First, even if Illinois followed the lead of other states and recognized same-sex marriages, the Defense of Marriage Act ("DOMA") restricts the definition of "marriage" and "spouse" for purposes of federal law:

“In determining the meaning of any Act of Congress, or of any ruling, regulation, or interpretation of the various administrative bureaus and agencies of the United States, the word "marriage" means only a legal union between one man and one woman as husband and wife, and the word "spouse" refers only to a person of the opposite sex who is a husband or a wife.

While a federal district court in Massachusetts recently declared DOMA unconstitutional, that decision is not controlling in Illinois, and is now on appeal.

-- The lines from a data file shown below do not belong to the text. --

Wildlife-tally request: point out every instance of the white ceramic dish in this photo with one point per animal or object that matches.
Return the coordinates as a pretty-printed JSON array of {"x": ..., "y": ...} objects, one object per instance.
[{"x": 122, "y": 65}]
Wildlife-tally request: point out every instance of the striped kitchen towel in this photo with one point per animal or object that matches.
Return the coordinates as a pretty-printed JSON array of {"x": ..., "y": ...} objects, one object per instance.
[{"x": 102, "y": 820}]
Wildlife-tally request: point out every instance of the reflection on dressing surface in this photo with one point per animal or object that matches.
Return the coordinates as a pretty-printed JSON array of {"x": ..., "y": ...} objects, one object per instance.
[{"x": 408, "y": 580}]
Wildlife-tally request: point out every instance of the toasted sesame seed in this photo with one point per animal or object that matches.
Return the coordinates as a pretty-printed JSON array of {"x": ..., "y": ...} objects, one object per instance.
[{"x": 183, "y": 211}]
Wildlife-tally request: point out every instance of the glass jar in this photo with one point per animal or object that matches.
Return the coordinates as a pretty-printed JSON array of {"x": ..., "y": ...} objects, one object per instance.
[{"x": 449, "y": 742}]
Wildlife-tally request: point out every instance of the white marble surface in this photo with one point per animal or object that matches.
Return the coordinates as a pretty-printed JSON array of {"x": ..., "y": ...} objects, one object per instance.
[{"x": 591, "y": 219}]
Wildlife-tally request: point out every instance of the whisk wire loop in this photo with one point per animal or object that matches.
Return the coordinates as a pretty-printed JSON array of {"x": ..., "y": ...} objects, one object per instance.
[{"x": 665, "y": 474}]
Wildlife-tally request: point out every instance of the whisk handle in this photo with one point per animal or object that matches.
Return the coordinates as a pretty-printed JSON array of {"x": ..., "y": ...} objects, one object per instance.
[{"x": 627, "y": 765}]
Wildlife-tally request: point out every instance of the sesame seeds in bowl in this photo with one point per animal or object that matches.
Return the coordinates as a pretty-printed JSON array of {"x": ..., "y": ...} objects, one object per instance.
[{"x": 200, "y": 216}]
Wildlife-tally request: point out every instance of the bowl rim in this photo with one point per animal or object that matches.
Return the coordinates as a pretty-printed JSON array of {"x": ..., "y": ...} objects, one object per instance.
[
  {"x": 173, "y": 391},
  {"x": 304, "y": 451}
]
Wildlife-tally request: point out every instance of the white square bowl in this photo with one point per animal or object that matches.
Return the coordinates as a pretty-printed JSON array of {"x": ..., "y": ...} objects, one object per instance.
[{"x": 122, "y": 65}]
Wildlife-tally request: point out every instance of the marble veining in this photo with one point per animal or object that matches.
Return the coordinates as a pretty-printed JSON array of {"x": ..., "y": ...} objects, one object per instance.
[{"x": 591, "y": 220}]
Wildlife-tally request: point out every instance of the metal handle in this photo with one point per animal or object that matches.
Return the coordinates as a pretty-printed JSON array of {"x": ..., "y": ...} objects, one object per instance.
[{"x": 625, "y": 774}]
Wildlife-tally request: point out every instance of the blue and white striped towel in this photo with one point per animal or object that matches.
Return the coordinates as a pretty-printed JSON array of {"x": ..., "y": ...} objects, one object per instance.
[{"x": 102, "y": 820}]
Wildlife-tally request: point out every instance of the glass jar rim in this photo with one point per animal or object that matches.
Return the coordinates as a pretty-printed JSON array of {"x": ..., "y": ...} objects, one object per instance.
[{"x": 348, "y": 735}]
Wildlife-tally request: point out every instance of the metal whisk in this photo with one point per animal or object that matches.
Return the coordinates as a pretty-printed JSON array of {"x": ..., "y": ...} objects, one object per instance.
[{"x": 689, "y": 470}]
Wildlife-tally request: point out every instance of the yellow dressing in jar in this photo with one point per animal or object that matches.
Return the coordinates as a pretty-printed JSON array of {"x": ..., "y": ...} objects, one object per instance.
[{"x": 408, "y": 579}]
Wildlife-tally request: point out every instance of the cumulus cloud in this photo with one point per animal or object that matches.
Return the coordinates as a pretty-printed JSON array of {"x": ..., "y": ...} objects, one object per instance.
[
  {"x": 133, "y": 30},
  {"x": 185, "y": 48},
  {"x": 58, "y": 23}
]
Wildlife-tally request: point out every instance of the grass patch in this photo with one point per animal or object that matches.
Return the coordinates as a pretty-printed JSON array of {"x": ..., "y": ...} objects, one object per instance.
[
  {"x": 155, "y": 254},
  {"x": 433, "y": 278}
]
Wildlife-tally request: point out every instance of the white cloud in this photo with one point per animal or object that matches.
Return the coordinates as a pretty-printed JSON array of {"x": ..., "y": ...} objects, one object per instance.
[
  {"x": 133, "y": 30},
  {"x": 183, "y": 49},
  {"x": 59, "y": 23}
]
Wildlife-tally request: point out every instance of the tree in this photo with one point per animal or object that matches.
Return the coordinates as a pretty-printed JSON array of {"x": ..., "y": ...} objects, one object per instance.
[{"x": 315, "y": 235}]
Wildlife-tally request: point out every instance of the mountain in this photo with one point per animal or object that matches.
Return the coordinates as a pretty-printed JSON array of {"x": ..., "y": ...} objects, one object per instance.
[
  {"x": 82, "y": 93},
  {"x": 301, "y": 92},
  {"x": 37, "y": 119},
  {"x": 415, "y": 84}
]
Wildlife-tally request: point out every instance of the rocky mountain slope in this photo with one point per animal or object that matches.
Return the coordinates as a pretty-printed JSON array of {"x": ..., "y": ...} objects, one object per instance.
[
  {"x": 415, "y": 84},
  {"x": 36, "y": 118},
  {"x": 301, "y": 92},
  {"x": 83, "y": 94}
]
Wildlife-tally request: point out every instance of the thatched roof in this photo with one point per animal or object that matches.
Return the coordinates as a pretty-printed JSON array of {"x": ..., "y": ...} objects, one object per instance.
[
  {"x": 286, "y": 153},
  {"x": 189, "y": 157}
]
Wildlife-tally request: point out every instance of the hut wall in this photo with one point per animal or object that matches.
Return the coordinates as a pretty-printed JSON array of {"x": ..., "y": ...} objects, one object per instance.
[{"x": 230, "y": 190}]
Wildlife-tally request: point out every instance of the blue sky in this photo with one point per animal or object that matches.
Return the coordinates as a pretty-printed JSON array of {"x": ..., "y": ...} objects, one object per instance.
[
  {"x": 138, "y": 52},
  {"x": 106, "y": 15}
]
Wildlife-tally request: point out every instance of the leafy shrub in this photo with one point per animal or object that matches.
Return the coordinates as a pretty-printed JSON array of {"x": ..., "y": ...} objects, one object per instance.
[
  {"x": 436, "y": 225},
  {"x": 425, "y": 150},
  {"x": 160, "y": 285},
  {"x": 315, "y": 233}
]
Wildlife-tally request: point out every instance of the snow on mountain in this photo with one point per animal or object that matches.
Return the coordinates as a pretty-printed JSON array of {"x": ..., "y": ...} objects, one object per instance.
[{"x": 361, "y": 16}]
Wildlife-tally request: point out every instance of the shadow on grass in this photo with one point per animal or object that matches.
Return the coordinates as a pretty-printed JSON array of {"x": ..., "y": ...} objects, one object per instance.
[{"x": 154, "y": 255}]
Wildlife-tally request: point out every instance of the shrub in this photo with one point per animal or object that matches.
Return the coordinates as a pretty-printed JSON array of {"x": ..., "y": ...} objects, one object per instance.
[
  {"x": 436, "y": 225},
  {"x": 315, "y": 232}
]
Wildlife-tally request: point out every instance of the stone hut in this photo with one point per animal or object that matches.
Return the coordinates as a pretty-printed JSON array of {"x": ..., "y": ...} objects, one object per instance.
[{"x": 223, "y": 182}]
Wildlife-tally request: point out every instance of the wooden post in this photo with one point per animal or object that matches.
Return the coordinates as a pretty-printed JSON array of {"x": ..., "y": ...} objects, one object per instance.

Second, even if DOMA were declared unconstitutional, a careful reading of the Illinois legislation shows that although parties to a civil union will now have the same rights as "spouses" for purposes of state law, the definition of "spouse" under state law has not changed. Couples in a civil union are not considered "married," and nothing in the law suggests that the legislature intended to change the state's definition of "marriage" or "spouse." To the contrary, that is exactly the political hot-potato that the term "civil union" was intended to avoid. Unfortunately, while this compromise may be useful for politicians, it is likely to lead to confusion among employers and employees about their responsibilities under a variety of federal laws, including the FMLA.

Insights for Employers

  • While courts have not yet weighed in on the issue, the new Illinois civil union law likely does not extend FMLA rights to same-sex couples, or for that matter to opposite-sex couples who opt for a civil union rather than marriage.
  • However, this does not mean that Illinois employers can ignore the law. For example, employers who allow employees to use sick leave to care for a spouse may now be obligated to extend that right to couples in a civil union.  
  • While some employers may choose to simply treat partners in a civil union as "spouses" for purposes of their FMLA policy, the law may not reward this generosity. Leave is either covered by the FMLA or it's not - and if it isn't, you cannot count it against an employee's 12-week FMLA entitlement. If you allow an employee who is party to a civil union to take leave to care for his or her partner, that employee may still have a full 12 weeks of FMLA leave available for another FMLA-qualifying reason. Similarly, the rules limiting the use of FMLA leave when two spouses work for the same employer may not apply to partners in a civil union.